I hear a slight air of desperation creeping in around the edges of her voice.
“Maybe we should meet and talk about this,” I say.
“Do you think? I mean, should we be seen together?”
“Samantha, it’s been twenty years. Nobody knows about us. There’s nothing to connect us with what happened back then.”
“There is now. There’s this guy.”
She’s trying her best to sound calm, in control. That way she always did. But I know her. I know she’s scared.
“Look,” I say, “I don’t know who this guy is ... maybe, he’s ... I really don’t know. But he can’t know anything.”
“How can you be so sure?”
“I can be so sure. I know for a fact. He doesn’t know anything.”
“I don’t know. Maybe it’s not a good idea ... now, after all this time, that we’re seen together. Just at the time that someone’s ringing me up to tell me they know about the body.”
“We can’t do this over the phone. Where do you want to meet?”

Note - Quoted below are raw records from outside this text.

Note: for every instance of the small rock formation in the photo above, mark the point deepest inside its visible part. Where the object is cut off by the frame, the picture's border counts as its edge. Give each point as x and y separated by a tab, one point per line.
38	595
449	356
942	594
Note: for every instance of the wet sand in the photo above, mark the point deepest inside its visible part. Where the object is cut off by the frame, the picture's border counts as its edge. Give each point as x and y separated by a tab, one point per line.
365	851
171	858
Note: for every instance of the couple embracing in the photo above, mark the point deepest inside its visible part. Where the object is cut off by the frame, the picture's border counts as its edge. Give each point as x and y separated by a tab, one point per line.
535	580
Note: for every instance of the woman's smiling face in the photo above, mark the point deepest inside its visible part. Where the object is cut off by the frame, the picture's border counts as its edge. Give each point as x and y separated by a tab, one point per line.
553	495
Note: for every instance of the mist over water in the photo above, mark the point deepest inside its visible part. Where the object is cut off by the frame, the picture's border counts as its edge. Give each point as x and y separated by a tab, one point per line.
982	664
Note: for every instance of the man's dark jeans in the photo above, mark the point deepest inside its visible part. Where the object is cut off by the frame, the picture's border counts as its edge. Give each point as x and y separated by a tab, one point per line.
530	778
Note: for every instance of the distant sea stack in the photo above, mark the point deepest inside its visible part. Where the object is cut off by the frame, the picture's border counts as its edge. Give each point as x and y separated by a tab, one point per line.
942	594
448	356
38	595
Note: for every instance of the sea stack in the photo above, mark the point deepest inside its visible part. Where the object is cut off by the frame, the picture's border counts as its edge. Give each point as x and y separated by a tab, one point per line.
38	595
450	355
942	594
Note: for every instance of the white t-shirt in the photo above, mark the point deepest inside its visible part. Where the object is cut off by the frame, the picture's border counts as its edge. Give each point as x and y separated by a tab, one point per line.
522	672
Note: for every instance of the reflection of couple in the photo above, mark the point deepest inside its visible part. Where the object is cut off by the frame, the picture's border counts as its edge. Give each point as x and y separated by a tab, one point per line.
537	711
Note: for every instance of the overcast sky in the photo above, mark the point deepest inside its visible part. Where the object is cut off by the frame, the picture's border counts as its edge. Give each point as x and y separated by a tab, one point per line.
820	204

Where does she want to meet? It’s stupid, but some part of me is taking a kind of adolescent pleasure from all this. Her on the phone, asking for my help; me asking her where she’d like to meet to have lunch. Imagine if this were happening twenty years ago in High School?
Of course, it’s not. And she wouldn’t be calling me if we weren’t in deep shit, if it wasn’t a matter of her self-preservation. Same as it always was with Samantha.
That, after all, was the reason why we ended up in this position.
***
We arrange to meet at a café on West 4th, not far from my apartment. It’s quiet and discreet. The kind of place you could come to for an illicit liaison. Is that why I chose it?